Ky Harlin, BuzzFeed’s director of data science, runs simple tests on news stories, with extraordinary results.
For “The 35 Best Places to Visit Over the Summer,” one reader might see a picture of Paris. Another sees a picture of Tokyo.
Harlin runs complex permutations of these A/B tests and analyzes the results using pioneering algorithms he developed to predict when and why stories go viral. The work that he and his team of data scientists do at BuzzFeed has fueled substantial traffic growth for the five-year-old news site as readers widely share its humorous lists and animated GIFs through social networks.
The man behind the science of shareability at BuzzFeed came from an unlikely place—a medical imaging startup, where he was working in September 2010 when he was recruited by Jonah Peretti, BuzzFeed’s founder and CEO.
Peretti said he hired Harlin to work on improving the visibility of the startup’s content. He didn’t consider his previous work as different in terms of data analysis as one might think.
“There are actually lots of similarities between medical imaging and content publishing on a purely mathematically level,” Peretti said in an e-mail interview. “Both fields are looking for patterns in vast data sets.

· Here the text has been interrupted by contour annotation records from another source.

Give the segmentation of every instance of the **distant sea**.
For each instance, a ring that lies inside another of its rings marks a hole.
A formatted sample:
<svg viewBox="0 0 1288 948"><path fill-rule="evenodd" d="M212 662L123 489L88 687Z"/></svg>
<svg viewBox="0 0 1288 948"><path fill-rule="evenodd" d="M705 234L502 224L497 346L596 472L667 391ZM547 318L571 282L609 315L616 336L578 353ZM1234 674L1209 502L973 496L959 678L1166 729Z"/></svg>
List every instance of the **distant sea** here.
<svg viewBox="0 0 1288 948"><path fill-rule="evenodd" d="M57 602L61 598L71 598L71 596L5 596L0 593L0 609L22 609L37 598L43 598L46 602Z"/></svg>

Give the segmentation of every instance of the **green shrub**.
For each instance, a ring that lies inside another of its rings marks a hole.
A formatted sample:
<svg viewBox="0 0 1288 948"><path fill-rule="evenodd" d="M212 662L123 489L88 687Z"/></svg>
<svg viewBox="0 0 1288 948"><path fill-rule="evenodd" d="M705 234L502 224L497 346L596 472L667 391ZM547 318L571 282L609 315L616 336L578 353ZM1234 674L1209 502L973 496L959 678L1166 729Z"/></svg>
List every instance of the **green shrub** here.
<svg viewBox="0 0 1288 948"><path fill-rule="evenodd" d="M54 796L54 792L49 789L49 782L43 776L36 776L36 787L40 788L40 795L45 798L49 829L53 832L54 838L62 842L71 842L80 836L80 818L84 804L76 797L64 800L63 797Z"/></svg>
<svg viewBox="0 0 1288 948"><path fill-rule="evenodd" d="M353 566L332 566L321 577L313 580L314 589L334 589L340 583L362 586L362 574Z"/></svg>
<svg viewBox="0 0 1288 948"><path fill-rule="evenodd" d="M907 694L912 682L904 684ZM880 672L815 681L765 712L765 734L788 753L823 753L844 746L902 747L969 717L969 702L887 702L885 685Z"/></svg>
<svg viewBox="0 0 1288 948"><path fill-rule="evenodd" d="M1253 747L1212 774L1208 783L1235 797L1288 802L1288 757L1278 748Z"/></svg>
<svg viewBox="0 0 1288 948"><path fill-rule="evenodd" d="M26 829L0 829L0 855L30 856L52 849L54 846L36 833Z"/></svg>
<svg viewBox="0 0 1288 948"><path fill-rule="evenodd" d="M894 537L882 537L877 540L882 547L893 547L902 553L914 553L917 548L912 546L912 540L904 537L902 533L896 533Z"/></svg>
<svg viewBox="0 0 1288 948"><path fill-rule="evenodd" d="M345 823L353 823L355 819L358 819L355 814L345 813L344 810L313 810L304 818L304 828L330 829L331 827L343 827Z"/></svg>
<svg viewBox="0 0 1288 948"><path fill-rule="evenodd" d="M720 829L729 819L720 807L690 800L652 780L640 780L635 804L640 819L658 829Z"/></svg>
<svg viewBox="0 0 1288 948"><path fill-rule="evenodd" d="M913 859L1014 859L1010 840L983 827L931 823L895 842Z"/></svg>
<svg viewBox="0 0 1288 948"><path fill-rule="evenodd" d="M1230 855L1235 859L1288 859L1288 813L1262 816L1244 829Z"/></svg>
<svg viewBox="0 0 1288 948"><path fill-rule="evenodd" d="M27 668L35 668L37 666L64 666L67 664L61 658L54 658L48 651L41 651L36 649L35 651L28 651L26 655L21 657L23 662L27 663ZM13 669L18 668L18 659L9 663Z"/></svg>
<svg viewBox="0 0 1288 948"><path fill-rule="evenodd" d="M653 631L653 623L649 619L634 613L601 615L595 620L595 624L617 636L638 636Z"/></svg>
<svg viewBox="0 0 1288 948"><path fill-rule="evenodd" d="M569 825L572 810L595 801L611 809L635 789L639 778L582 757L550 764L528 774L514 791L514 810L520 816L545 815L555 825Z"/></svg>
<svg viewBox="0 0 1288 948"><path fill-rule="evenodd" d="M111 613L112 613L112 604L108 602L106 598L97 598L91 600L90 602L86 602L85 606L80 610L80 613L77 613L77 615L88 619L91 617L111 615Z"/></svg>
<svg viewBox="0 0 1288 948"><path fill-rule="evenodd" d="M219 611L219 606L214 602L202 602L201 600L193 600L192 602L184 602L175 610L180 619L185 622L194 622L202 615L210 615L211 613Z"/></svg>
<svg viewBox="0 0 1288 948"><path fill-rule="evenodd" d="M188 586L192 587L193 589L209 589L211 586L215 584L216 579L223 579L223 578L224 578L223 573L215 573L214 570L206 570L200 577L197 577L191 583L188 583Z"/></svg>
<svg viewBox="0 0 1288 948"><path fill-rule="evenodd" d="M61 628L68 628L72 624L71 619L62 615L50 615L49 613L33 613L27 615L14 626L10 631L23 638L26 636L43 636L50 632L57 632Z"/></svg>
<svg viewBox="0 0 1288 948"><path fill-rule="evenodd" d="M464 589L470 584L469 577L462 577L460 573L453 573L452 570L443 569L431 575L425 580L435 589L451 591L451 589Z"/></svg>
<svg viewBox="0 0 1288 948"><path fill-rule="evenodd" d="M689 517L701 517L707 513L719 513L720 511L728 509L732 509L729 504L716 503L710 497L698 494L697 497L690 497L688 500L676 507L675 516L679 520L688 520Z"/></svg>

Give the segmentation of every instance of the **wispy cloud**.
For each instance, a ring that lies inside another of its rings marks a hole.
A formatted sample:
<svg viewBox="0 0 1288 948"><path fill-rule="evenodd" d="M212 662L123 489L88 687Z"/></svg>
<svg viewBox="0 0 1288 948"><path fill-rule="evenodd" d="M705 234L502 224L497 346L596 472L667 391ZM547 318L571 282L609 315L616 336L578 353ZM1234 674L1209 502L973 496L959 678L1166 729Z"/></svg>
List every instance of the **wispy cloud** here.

And during the interview, [Harlin] was clearly more interested in understanding how content spreads than medical imaging, so I knew he would be good.”
Harlin said he relished the jump to news and found it exciting to once again be in a startup atmosphere – this time working with both data and social media.
He created special mathematical formulas to analyze characteristics of the site’s content in an attempt to predict how viral each piece of content will be. Given the site’s remarkable success with social media and traffic growth, his viral-detection formulas are ones other organizations would like to get their hands on.
“The work on triggering algorithms was very important and something we use every day,” Peretti said. “And of course all the top secret projects, but I can’t tell you about those,” he joked.
While details of his algorithms are secret, Harlin offered a general description of his approach to data analysis at BuzzFeed:
“There are many variables we look at, both quantitative and descriptive,” he said. “Quantitative factors are things like the amount of times something’s been shared on Facebook, while descriptive factors are things like what’s contained in the text of the article. We employ machine learning algorithms that help us map out the relationship between those variables and shareability.”
Peretti said he was looking for a way to capitalize on A/B testing when he found Harlin. “I knew first-hand the power of A-B testing but also the limits of only testing one variable at a time,” Peretti said. “And I was also familiar with the complexity of social networks, the many confounding variables that influence how content spreads, and the inherent noise in complex systems. It just felt like more firepower was needed to understand what was actually happening and I was very lucky to find [Harlin].”
Dao Nguyen, director of growth at BuzzFeed, said she believes Harlin had a revolutionary impact on the company’s model.
“[Harlin] thinks about how we can better use data to make BuzzFeed a better experience for readers and advertisers,” she said. “He understands when the data makes sense, what data is noise, and when not to be using data at all. He has a really good overall sense of both the editorial and advertising side. That’s pretty new.”
BuzzFeed produces approximately 400-500 articles each day, according to Harlin. The content is produced by editors, contributors, and community members — which requires a lot of orchestration in terms of managing content and analyzing data presented.
“We have a pretty large editorial staff,” Harlin said. “We also have the community aspect at BuzzFeed…and community moderators who look for the best stuff, and then that stuff can actually get published to the front page as well. It is pretty high-volume. It is definitely a challenge in terms of trying to figure out what the good stuff is and what duds are. It’s fun to be able to work on those kinds of problems.”
On a day-to-day basis, Harlin said his job does not change too much. He works closely with the advertising staff as well as the editorial team. He spends a lot of time trying to solve challenges faced by each department at BuzzFeed and working “to connect all the different parts of the company with the data that we have.”
“That’s a pretty big part of my day-to-day job, addressing the needs of various parts of the company by using data,” he said. “The other big part of it is working on larger research problems–just trying to understand how content goes viral, which [is] usually longer term.”